Insomma Baudo è riuscito nell'impresa di fare aderire il Festival alla sua audience fisiologica, preparando un prodotto praticamente perfetto per una platea di pochi giovani e molti anziani, scegliendo così di rivolgersi al target naturale della Rai anziché cercare avventure nell'allargamento della maggioranza, con esiti sempre problematici. Eppure così facendo ha realizzato il Sanremo della larga intesa, con una identificazione esatta fra spettacolo e spettatori.
Per riuscirci ha messo in abito da sera la semistar domestica Michelle Hunziker, ha allestito una parata di ospiti canori (soprattutto italiani) di prima classe, ha farcito le serate di cabarettisti e imitatori, ha favorito alcuni reality show di dubbia qualità ma di un certo impatto, ha chiamato Penélope Cruz, e poi si è preso sulle spalle lo show conducendolo in porto con uno sforzo supremo, soffermandosi di tanto in tanto, pensieroso, intimista e pedagogico, per chiarire al pubblico in sala e a casa, nonché forse anche a se stesso, alla propria coscienza di entertainer e leader, il segreto filosofico del Festival: "Vedete, potevamo mandare i giovani dopo mezzanotte, ma così avremmo perso il nuovo".

"Il nuovo": che nella versione di questo Baudo ora energetico e ora crepuscolare è uno degli elementi dell'alchimia: insieme al "vecchio", perché il baudismo è prima di tutto un programma eclettico.
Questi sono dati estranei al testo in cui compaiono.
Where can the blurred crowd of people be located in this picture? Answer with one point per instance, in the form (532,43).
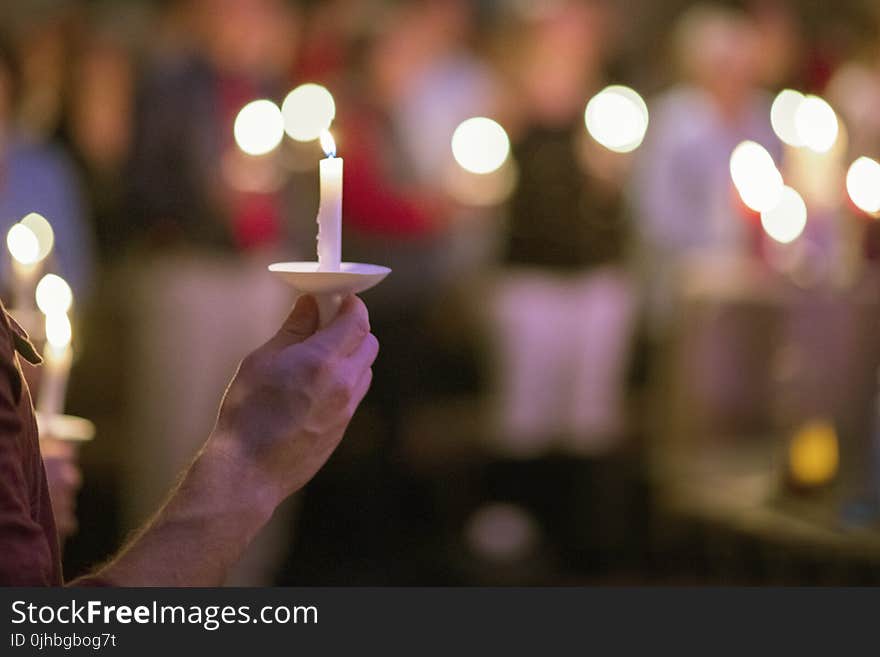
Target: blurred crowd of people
(543,325)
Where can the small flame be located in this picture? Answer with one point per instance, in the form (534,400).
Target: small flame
(328,143)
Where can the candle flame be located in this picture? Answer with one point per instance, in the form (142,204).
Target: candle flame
(328,143)
(58,330)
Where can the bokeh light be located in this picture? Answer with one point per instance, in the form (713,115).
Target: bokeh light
(786,221)
(23,244)
(814,454)
(617,118)
(308,111)
(863,184)
(53,295)
(782,116)
(480,145)
(41,227)
(755,176)
(58,330)
(259,127)
(816,124)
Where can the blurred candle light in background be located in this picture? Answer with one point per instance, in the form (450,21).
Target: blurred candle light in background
(863,184)
(814,454)
(259,127)
(23,245)
(816,124)
(53,295)
(782,116)
(29,244)
(308,111)
(755,176)
(786,221)
(42,229)
(617,118)
(480,145)
(330,207)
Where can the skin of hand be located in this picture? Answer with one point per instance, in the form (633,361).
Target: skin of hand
(284,413)
(291,400)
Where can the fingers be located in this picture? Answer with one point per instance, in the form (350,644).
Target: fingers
(360,389)
(347,331)
(299,325)
(365,355)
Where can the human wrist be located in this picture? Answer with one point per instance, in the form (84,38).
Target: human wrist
(223,461)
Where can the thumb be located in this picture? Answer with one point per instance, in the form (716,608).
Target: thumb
(300,324)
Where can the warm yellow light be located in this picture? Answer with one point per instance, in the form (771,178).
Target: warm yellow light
(308,111)
(782,116)
(259,127)
(43,230)
(617,118)
(328,144)
(755,176)
(53,295)
(816,124)
(785,222)
(58,330)
(814,454)
(23,244)
(480,145)
(863,184)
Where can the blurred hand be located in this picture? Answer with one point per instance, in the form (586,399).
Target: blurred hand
(289,404)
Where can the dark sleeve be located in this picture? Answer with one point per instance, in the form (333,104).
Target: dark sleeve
(26,558)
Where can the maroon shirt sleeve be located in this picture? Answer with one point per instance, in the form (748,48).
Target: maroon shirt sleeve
(29,553)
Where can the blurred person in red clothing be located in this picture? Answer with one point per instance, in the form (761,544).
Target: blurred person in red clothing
(187,187)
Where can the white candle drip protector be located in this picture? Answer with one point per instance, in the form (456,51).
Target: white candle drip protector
(329,287)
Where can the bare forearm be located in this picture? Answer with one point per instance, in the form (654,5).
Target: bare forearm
(200,532)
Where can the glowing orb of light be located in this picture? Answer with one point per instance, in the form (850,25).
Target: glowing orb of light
(23,244)
(53,295)
(58,330)
(43,230)
(814,454)
(816,124)
(755,176)
(480,145)
(308,111)
(863,184)
(782,116)
(785,222)
(617,118)
(259,127)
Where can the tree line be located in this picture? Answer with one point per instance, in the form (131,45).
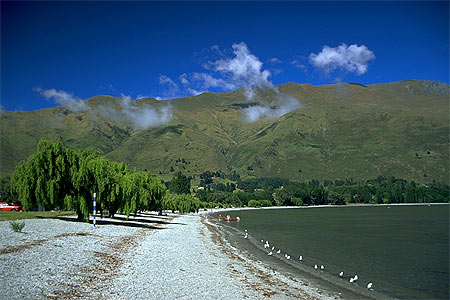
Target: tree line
(55,177)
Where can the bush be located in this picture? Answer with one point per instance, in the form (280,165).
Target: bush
(17,226)
(254,203)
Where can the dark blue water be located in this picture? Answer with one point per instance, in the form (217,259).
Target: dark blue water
(402,250)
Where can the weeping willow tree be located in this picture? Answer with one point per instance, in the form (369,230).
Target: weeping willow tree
(184,203)
(58,177)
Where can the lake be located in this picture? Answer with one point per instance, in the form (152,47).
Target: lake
(402,249)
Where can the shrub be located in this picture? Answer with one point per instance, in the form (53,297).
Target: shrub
(17,226)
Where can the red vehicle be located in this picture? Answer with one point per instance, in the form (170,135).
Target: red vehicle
(4,206)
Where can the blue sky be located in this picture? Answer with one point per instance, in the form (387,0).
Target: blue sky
(54,51)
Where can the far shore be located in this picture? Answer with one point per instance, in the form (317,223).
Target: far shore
(215,210)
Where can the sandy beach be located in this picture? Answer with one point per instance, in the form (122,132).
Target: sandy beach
(148,257)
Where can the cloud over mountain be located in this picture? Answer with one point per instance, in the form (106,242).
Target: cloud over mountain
(64,98)
(351,58)
(138,117)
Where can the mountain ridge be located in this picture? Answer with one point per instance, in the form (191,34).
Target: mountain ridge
(342,130)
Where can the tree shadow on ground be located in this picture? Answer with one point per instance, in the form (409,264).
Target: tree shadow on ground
(141,219)
(136,223)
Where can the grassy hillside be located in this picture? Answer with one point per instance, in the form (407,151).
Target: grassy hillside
(344,130)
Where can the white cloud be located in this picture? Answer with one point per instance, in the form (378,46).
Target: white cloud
(268,111)
(183,79)
(194,92)
(245,67)
(351,58)
(139,117)
(206,81)
(298,62)
(274,60)
(64,98)
(172,87)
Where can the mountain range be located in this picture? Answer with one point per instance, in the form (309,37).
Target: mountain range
(295,131)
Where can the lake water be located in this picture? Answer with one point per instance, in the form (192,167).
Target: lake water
(402,250)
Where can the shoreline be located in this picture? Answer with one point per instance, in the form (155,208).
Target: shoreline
(215,210)
(164,257)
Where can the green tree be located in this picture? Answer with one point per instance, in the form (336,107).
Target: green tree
(180,184)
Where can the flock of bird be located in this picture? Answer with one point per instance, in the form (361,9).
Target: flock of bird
(272,251)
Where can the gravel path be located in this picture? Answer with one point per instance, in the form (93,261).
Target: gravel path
(186,259)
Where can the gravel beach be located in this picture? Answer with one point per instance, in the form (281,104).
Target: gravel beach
(148,257)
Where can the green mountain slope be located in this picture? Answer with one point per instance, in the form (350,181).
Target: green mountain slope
(342,131)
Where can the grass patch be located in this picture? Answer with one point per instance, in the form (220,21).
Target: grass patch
(15,215)
(17,226)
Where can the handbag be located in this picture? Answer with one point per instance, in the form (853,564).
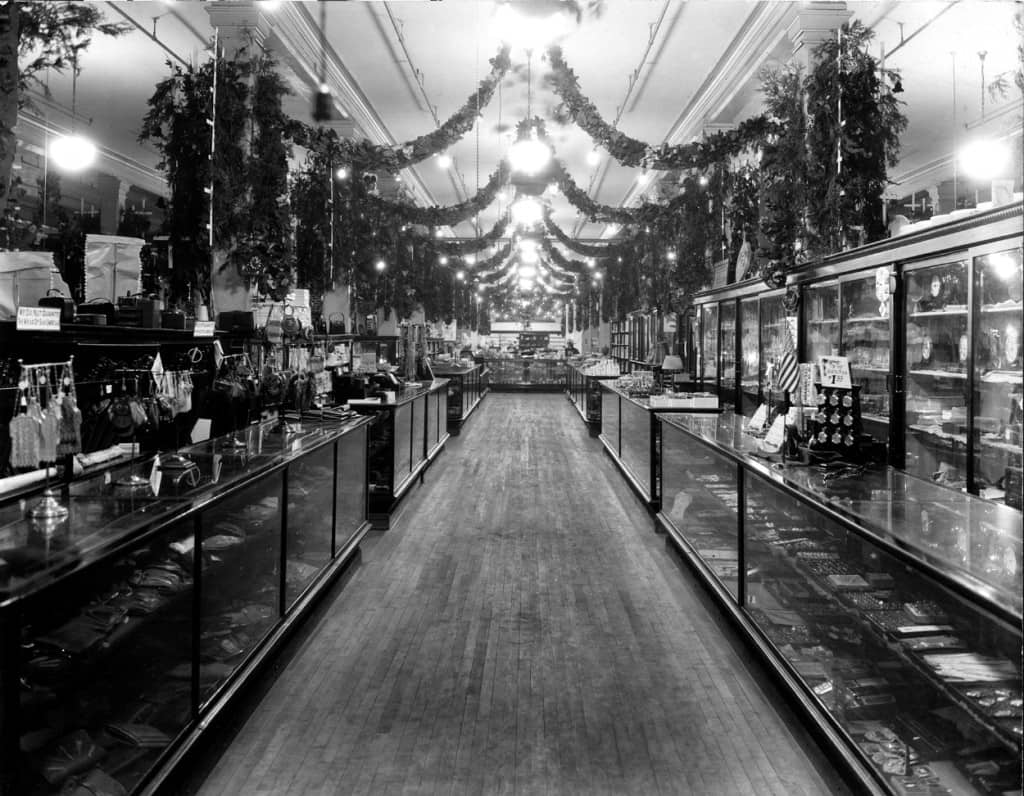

E anche interclassista, rispettoso dei partiti canori minori, della tradizione e della riforma, del rinnovamento e della continuità. Dopo di che, tocca al mago Pippo trovare la pietra filosofale, che trasforma la materia grezza dello spettacolo in audience purissima: con tanti saluti e maramei a Del Noce, al ministro Padoa-Schioppa, a Bonolis e al suo manager Presta, a tutti i detrattori, a lorsignori, agli incompetenti, a chi non vuole capire che Baudo non si assume e non si licenzia, perché l'ha scelto, nella sua sovranità, il popolo.